Influenza stagionale: cos’è cambiato dopo la pandemia da Covid-19?
Settembre è noto per essere un mese cruciale per le fasce di età più giovani della popolazione: la ripresa scolastica comporta ogni anno un picco d’influenze stagionali che ha conseguenze più estese, condizionando inevitabilmente la salute e l’organizzazione degli adulti. La sintomatologia delle influenze stagionali è varia: tosse e raffreddore, sino a dolori muscolari e articolari. Secondo una stima dell’Organizzazione Mondiale della Sanità (OMS), ogni anno i casi di influenza stagionale sono circa un miliardo. Perché ci si ammala proprio in questo periodo dell’anno? C’è in primis da considerare che solo il 10% delle malattie stagionali ha un’origine batterica. Il 90% è di natura virale e i luoghi chiusi come le scuole e gli uffici sono ambienti eccellenti per la diffusione dei virus e la facilità del contagio.
Intervista a Elena Calzati, Marketing Director Ethical Products, Recordati Italia
Elena Calzati, Marketing Director Ethical Products di Recordati Italia ha aperto una interessante riflessione su come si sono evolute le influenze stagionali nel corso del tempo e com’è cambiata la nostra percezione dopo l’esperienza sperimentata a livello mondiale del Covid-19. Gli effetti della globalizzazione hanno un impatto indiretto sull’incremento delle influenze: basti solo pensare che c’è una correlazione diretta tra l’aumento della mobilità aerea (volare è sempre più accessibile e, ogni meta, potenzialmente raggiungibile) e l’aumento dei virus influenzali. Più gente proveniente da ogni parte del mondo che confluisce negli aeroporti; più gente che arriva dall’altra parte del mondo portando con sé nuovi virus.
Influenza stagionale e Covid: c’è differenza?

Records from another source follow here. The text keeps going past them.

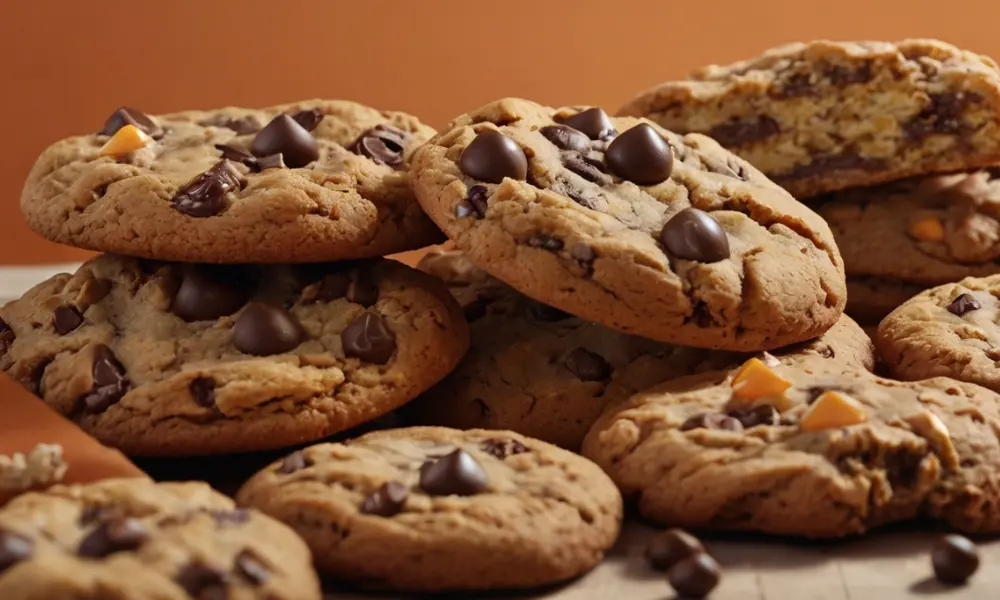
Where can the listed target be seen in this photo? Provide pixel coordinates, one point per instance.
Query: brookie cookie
(823, 116)
(808, 448)
(320, 180)
(630, 226)
(132, 539)
(546, 374)
(434, 509)
(164, 359)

Oggi, la sintomatologia dell’influenza è simile a quella tipica del Covid-19, la cui manifestazione è adesso meno aggressiva, ovviamente se non si considerano i soggetti fragili per i quali è sempre necessaria massima attenzione. Tuttavia, si tratti dell’una o dell’altra, è comunque necessario rivolgersi al medico di base e allo specialista pediatra per individuare le dovute cure terapeutiche. La tempestività rimane un fattore fondamentale.
Cos’è cambiato dopo il Covid nel trattamento dell’influenza?
Molta attenzione è adesso riservata al tema del contagio: prima del Covid-19, non c’era tutta questa preoccupazione nel dover adottare misure cautelative verso la salute altrui. La pandemia ci ha segnati, soprattutto nella sua fase iniziale, quella in cui tutto era nuovo e non disponevamo ancora dei vaccini per contrastare la diffusione del virus che, come sappiamo, purtroppo ha causato numerosi decessi. La campagna vaccinale è stata molto efficace e i contagi si sono notevolmente ridotti. I vaccini sono stati la nostra salvezza.
Cosa serve per sensibilizzare il più possibile la popolazione?
Il Covid ci ha insegnato quanto sia necessario farsi trovare preparati. Informazione, educazione e cultura sono indispensabili anche, e soprattutto, per tutto ciò che concerne la sfera della salute. Sono ormai ripartite le campagne vaccinali sia per l’influenza sia per il Covid ed è importante, soprattutto per gli anziani e per gli immunocompromessi, vaccinarsi. Anche chi gode di buona salute, vaccinandosi, può contribuire a tutelare la salute degli individui più fragili.
Quali sono i vaccini di cui disponiamo per contrastare l’influenza stagionale?
Quelli approvati sia dall’Agenzia Europea per i Medicinali (EMA) sia dall’Agenzia Italiana del Farmaco (AIFA) sono ben otto e in tutta Italia è già possibile vaccinarsi a partire dai primi di ottobre. Si stima che quest’anno i numeri dell’influenza stagionale supereranno di gran lunga quelli del 2023, quando abbiamo raggiunto i 14 milioni e mezzo di contagi. Il picco sarà atteso nei mesi più rigidi, per questo è necessario adottare sin da ora comportamenti responsabili, che tutelino la propria salute e quella degli altri.